Domain texturing and optimal crystallographic cuts can benefit the operation of transformers according to the invention much as they do in specific quartz and LiNbO 3 cuts for optimal thermal and acoustic performance. Measurement of the directional properties of relaxor ceramics is a topic of continuing research. Those of ordinary skill in the art will understand how to use published data on texture effects on mechanical Q and transmission directions to optimize particular transformer designs.

Precision cutting of piezoelectric ceramics to form complicated transformer geometries with particular crystallographic textures can be performed as described in commonly owned U.S. Pat. No. 6,337,465 to Masters et al., which is incorporated by reference herein.

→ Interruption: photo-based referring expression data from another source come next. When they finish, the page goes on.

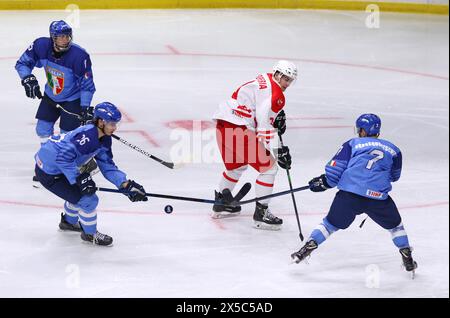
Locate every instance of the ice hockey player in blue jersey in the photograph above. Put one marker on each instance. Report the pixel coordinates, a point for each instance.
(69, 84)
(60, 168)
(362, 170)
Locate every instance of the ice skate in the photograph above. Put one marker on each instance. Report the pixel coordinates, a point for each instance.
(222, 210)
(408, 262)
(304, 252)
(97, 239)
(264, 219)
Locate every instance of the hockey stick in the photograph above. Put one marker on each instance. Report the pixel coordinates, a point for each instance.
(300, 234)
(173, 197)
(169, 165)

Other embodiments of the invention will be apparent to those skilled in the art from a consideration of the specification or practice of the invention disclosed herein. It is intended that the specification and examples be considered as exemplary only, with the true scope and spirit of the invention being indicated by the following claims.

Claims

1. A piezoelectric transformer, comprising:a single crystal relaxor ferroelectric piezoelectric element having a mechanical resonant frequency; input electrodes coupled to the piezoelectric element; output electrodes coupled to the piezoelectric element, wherein an input current delivered via the input electrodes acts to cause the piezoelectric element to vibrate near its resonant frequency, thereby producing a transformed output current at the output electrodes.

2. A piezoelectric transformer, comprising:a single crystal relaxor ferroelectric piezoelectric element having a mechanical resonant frequency, wherein the piezoelectric element comprises PZN-PT; input electrodes coupled to the piezoelectric element; output electrodes coupled to the piezoelectric element, wherein an input current delivered via the input electrodes acts to cause the piezoelectric element to vibrate near its resonant frequency, thereby producing a transformed output current at the output electrodes.

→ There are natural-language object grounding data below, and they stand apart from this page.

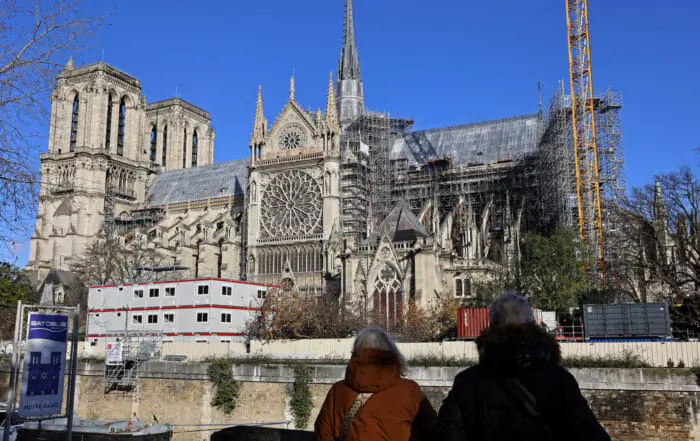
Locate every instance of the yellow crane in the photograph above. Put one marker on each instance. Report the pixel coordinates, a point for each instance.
(590, 213)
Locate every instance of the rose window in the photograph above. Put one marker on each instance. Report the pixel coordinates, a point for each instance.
(292, 205)
(387, 280)
(292, 137)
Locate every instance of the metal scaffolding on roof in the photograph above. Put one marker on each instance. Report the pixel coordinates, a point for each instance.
(367, 177)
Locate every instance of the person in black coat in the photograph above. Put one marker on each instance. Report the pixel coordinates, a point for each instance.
(518, 391)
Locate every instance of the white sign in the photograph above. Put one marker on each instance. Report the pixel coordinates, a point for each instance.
(44, 365)
(113, 354)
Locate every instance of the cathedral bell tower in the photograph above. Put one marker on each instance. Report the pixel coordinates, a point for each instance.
(94, 168)
(294, 194)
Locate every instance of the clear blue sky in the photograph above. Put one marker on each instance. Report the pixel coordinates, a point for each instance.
(440, 62)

3. The piezoelectric transformer of claim 1, wherein the piezoelectric element comprises PMN-PT.

4. The piezoelectric transformer of claim 1, wherein the piezoelectric element vibrates in an extensional mode.

5. The piezoelectric transformer of claim 1, wherein the piezoelectric element vibrates in a plate bending mode.

6. The piezoelectric transformer of claim 1, wherein the piezoelectric element vibrates in a beam bending mode.

7. The piezoelectric transformer of claim 1, wherein the piezoelectric element vibrates in a thickness mode.